Боже! Настрадалась я, — продолжала рассказчица, — вчуже глядя на твою тетку, как объявилась эта пропажа. Сперва охала она, трепыхалась все, будто путного чего ожидала, а сама глаз с икон не сводит, ночи напролет молится. То туда, в город, метнется, то сюда. Ничего не добиться: все заслонилось, точно в потемках. «Как полагаете, — спрашивает, — где и когда обвенчались?» — «Да почему, — говорю, — думаете, что был венец?» — «Как почему? Клялся ведь, принцессой божился сделать, всех озолотить». — «Свадьбой, сударыня, не таки, — говорю, — дела кончаются, а вы бы, милая барыня, шкатулочки да сундучки ее перерыли, не было ль какой нерезанной в письмах передачи?» Она смолчала, заперлась на замок и тут-то вдоволь, злосчастная, напилась полыни.
— Что ж в тех письмах?
— Твои ничего, и она вот как жалела, что ничего о тебе прежде не знала. А те сорванцы прямо как дурманом опоили простоту. Родителька-де твоя все дитей тебя считает; взаперти, мол, экую красотку-королеву держит, удаляет от хороших людей.

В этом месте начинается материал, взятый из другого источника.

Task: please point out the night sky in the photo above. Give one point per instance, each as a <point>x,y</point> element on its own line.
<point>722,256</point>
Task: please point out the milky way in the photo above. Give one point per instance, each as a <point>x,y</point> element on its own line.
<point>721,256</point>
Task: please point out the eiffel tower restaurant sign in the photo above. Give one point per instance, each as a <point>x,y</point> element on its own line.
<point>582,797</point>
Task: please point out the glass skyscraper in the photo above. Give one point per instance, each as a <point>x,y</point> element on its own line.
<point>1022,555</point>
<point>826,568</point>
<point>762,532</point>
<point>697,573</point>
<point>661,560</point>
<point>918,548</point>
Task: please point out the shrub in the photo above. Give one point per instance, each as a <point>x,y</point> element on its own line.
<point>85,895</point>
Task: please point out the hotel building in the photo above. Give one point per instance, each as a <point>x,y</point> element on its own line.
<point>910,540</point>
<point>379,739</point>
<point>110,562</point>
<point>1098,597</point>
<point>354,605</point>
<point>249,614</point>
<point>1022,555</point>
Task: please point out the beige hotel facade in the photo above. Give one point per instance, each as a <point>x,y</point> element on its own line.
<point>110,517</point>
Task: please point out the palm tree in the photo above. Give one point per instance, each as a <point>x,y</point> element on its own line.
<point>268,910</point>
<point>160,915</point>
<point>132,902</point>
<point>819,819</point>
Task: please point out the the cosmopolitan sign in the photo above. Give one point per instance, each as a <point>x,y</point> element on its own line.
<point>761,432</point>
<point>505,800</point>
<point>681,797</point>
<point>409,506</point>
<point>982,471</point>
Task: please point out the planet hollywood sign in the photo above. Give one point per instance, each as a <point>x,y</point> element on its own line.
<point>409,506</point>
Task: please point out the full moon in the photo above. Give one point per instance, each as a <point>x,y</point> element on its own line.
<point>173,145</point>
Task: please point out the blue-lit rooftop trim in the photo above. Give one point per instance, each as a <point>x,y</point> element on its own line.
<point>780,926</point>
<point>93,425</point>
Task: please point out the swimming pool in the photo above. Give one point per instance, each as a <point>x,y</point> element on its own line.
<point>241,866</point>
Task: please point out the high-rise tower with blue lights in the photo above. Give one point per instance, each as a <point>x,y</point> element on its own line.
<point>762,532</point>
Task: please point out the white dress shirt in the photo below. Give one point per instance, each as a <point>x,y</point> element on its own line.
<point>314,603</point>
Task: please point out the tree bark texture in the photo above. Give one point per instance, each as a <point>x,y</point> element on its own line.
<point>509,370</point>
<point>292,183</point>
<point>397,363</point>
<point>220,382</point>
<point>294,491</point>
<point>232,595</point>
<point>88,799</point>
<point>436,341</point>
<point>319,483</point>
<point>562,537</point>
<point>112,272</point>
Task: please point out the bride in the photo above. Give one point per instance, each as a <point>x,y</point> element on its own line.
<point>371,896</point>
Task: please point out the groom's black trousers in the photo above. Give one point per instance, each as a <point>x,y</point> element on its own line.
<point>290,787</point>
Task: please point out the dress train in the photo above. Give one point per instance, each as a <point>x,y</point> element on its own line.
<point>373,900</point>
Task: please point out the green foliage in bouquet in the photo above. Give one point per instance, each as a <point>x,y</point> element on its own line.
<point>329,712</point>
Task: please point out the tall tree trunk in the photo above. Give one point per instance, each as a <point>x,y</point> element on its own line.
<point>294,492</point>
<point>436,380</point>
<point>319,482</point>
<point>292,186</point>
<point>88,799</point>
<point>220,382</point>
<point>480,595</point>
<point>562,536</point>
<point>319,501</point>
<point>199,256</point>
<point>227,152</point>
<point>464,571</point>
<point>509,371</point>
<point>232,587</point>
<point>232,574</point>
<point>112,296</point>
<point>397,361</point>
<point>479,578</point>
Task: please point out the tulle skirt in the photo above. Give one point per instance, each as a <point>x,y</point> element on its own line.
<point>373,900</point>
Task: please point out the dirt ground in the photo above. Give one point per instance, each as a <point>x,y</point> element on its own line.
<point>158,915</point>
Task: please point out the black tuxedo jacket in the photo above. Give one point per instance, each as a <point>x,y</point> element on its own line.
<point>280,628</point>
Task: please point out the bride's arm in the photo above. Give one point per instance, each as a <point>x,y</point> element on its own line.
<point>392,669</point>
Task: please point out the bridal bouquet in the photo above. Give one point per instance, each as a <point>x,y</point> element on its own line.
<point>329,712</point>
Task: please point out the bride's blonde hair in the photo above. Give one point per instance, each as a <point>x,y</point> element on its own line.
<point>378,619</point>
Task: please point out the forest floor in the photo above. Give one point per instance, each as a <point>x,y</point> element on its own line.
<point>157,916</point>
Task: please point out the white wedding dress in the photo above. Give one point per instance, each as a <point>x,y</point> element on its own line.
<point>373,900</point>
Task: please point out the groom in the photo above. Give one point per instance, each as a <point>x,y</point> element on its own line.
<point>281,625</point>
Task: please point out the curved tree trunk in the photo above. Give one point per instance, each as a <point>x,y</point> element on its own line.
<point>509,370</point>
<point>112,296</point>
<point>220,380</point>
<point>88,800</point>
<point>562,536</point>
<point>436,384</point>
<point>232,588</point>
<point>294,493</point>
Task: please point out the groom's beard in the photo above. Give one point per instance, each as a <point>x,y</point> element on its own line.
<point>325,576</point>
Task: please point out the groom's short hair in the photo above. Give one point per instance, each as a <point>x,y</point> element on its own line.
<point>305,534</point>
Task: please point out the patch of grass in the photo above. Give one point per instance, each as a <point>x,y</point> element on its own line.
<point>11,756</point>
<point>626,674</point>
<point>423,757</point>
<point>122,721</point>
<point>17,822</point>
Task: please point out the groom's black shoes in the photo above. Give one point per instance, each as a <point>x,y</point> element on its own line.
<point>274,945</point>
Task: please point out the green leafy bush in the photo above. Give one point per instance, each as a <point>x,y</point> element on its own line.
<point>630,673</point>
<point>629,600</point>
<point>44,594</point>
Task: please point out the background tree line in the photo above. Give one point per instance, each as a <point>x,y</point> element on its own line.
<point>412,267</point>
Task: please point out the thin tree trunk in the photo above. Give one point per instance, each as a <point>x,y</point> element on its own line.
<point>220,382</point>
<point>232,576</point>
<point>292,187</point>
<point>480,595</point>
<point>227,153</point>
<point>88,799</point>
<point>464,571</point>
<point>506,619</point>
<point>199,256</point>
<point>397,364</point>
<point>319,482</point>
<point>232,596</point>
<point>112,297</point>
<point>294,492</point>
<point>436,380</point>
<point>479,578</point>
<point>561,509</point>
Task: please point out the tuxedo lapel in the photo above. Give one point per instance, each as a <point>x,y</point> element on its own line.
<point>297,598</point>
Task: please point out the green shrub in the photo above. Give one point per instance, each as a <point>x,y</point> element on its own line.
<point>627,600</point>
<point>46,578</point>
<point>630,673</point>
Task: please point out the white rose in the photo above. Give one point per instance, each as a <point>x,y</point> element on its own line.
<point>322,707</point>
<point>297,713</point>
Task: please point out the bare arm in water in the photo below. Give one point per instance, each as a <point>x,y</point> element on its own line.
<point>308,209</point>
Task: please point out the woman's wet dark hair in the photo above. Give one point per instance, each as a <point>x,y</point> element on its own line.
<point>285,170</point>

И уж не упомню всего… Да! Вот еще… Нынче свет-де уж не тот; пренебреги старьем да ветошью, брось постылый затвор, ключ, мол, тебе даден от железной двери — ужли его кинешь? Ах, душегубы… Будь ироиней, а не монашкой. Вот голубка-то белая и стала иронией, попала в сеть…
— Вы сказали, — заметил я, — что Ажигины вдвоем вернулись в деревню? Как же так, откуда взялась дочь?
— А уж это, сударь, завсегда так-то с нашею сестрой, — заключила попадья, — на то наша мудрость да вера в мужчинские слова… И конец бывает, куда как не по клятвам и божбе. На другой день слышит твоя тетка, что беглянка в скрытности объявилась у кумы. До утра только и была в отлучке. Пешая прибилась рано по холоду к заставе, а дальше подвезли ее охтенские дровяники. Как повидала ее Ольга Аркадьевна, так и с ног пала. Что ни спрашивали Пашу, ничего не открыла, ни слова не сказала. Легла ничком в подушку да так три дня лежала без пищи и сна, только вздыхала глухо да плечиками от слез подергивала. Съездила с ней Ажигина к Скорбящей, отслужила молебен и увезла ее молчком в деревню…
— Где же была Прасковья Львовна?
— Никто не знает. Думают, увезли ее на дачу графа, да испугалась она либо опомнилась и как-нибудь урвалась…
«Опомнилась, легко говорить! — подумал я. — Прощай навек, Пашута!» Поблагодарив рассказчицу, я возвратился в Гатчину на себя непохож. Хотел писать к Ольге Аркадьевне, к своим, — рука не бралась за перо. «Изменила ты мне, на кого променяла мою приверженность, любовь? — размышлял я вне себя. — Какой урок! Но те-то изверги, злодеи? Ужли на них и расправы нет? Но кто вмешается, чье право? Брат одного из них в какой силе; у другого связи, богатство… Да и пошла ведь она охотой…»
И ударился я раз ночью, как теперь помню, в слезы; так плакал, так, что сам спохватился: это что же? Ан возмездие и вот в руки.
«Кому ж и мстителем быть за беспомощную девушку, — сказал я себе, — как не мне, если не по разбитому сердцу, хоть бы по одному родству?» Распалился я этими мыслями так, что думал, думал и решил опять ехать в Петербург. В то время и в голову мне не приходило, что из того может выйти, в какие обстоятельства я буду поставлен и куда занесет меня нежданная, негаданная судьба.
Была весна. Наступил май. В Петербурге стало зело неспокойно. Шведы объявили нам войну. Сперва на это мало обращали внимания. Но вдруг прошел слух, что шведский флот вышел из Стокгольма и пустился на поиски нашего. Гатчинских морских батальонов еще не требовали в поход. Они неотлучно находились при резиденции наследника. Донесения об эволюциях стокгольмской эскадры меж тем приходили все тревожные и, наконец, стали тут и инде тараторить, что их дерзостные намерения могут вскоре нанести грозу и самой резиденции великой российской монархини.
В такое-то время, после долгой отлучки, я навернулся в Петербург, куда надо было съездить за приемом батальонной амуниции.